PS! sorry for my ****ty english, haven't spoken it for a long time now.


----------



## No_Limit (Apr 18, 2008)

I checked the fuel pumps and measured the fuel pressure today and everything was fine. 
I also tried to reset the EML, but that didnt work.
I was told that the EML is in some kind of crash safty mode and doesnt want to snap out of it. My guess is that there is some kind of sensor thats giving it some false information but i have no idea where to look.
superman aint saving ****, need some help here!


----------



## TerryY (Jul 20, 2003)

Check the two rear most spark plugs. They are the ones with the spark sensor donuts on the wires.

If they show any signs of fouling replace them. Spark plugs are the first and least expensive route to go. 

If you replace the spark plugs DO NOT use the multi-electrode platinums. The V12 doesn't run well on them.

The spark plug tool in the trunk works for getting the hard one out. Either plug being fouled will cause 6 cylinders to stop running.


----------



## No_Limit (Apr 18, 2008)

Hmm im a bit drunk right now, but i left the battery wire unplugged and when i came here right now to test it it was all good, RPM to the max. After going for a drive the RPM **** started all over again, limp mode.
then a shut down the engine and cooled myself a lil, took off the battery wire for 10 minutes and tried it again, and it was all fine again, but after driving a little bit it failed again.

The battery is very weak i must say, can the problem be in the battery?


----------



## TerryY (Jul 20, 2003)

You need to be working with a good battery because the electronics on these things really don't like low voltages.

By disconnecting the battery it forgets what the problem was until it re-adapts in about 10 minutes. Then it sees the problem again and reacts to it.

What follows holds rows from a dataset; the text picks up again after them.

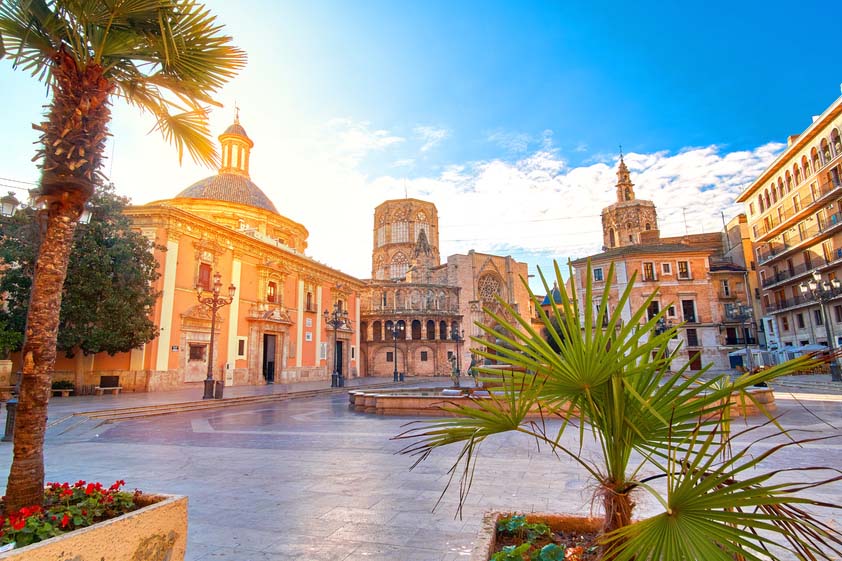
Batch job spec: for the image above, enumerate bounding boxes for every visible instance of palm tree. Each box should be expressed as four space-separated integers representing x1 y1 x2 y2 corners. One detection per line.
399 261 842 560
0 0 246 511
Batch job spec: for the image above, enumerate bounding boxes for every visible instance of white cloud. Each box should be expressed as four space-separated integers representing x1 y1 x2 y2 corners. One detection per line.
487 130 531 153
413 125 449 152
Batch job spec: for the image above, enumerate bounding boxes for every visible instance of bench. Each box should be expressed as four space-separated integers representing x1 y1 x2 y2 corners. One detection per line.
95 375 122 396
51 389 74 397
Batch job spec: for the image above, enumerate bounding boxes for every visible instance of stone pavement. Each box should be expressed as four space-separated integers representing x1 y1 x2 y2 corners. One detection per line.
0 379 840 560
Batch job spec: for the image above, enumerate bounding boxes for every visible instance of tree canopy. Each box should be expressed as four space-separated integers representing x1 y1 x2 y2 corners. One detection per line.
0 183 161 357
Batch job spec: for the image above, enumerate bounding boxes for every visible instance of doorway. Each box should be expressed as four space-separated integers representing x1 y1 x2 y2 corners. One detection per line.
334 340 343 376
263 334 276 383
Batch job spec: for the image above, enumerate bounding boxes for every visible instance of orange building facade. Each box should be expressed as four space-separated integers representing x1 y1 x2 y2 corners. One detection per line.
49 119 365 392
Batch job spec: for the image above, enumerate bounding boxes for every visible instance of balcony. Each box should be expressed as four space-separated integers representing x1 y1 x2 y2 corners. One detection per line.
718 290 737 299
756 210 842 265
362 303 460 315
724 337 758 346
754 179 842 243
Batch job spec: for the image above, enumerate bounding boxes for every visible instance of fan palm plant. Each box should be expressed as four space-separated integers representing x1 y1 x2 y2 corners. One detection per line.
0 0 246 511
398 261 842 560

It may be dirty throttle motors. They are adapted to each other in that 10 minute span.


----------



## No_Limit (Apr 18, 2008)

yeah, i thought of buying a new battery to it.
The throttle motors seem to be fine, because when i start the engine and hit the pedal the rpm goes right to the max. for 2 seconds approx. and drops back to this limp mode. When i remove the throttle motor relay on whatever side and plug it back in and hit the pedal the rpm goes to the max again for 2 seconds and still goes back to limp mode. I dont know if that means that they are alright, but they do work thats for sure.

You seem to be a reasonable guy, meybe you could give me some hints and tips on how to fix my car.


----------



## TerryY (Jul 20, 2003)

http://bmwe32.masscom.net/

http://www.e38.org/e32/

These will be important bookmarks.

There don't seem to be many E32 people on here. You might try one of the places that still cater to the E32 owner. The banner sponsor of the e38.org board had quite a few E32 owners on the E32 specific board the last time I looked.

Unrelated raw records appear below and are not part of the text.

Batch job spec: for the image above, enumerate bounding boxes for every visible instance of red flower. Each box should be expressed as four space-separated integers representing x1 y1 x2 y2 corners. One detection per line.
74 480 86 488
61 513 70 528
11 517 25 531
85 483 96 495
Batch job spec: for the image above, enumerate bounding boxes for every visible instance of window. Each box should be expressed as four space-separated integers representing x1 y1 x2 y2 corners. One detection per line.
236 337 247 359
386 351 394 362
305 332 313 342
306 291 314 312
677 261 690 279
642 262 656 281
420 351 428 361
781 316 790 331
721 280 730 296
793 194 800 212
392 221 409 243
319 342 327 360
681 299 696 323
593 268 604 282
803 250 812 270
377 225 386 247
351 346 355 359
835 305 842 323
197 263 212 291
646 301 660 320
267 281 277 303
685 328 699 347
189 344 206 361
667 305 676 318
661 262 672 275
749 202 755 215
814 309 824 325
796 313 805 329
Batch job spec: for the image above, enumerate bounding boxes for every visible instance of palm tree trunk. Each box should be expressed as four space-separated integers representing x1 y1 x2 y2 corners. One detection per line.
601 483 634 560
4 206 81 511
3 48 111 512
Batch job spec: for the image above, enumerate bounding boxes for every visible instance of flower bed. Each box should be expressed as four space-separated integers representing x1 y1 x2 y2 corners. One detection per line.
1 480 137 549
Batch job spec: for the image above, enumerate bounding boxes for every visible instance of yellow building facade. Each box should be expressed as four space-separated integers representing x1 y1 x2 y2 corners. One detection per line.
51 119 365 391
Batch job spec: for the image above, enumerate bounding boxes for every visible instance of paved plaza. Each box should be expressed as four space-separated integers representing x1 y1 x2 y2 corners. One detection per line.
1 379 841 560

Personally I am a V8 guy but I get to hang out with a bunch of E31 V12 owners.


----------



## No_Limit (Apr 18, 2008)

Thanks for the links


----------



## No_Limit (Apr 18, 2008)

Thanks TerryY. I found a topic about that EML on one of those pages, tried it and now it works as a V12 should
Finally i can start with the bodywork and interior. Going to build it up as a shiny stock BMW 750iL

Big thanks again, i'll keep in touch incase i run into some problems again.


----------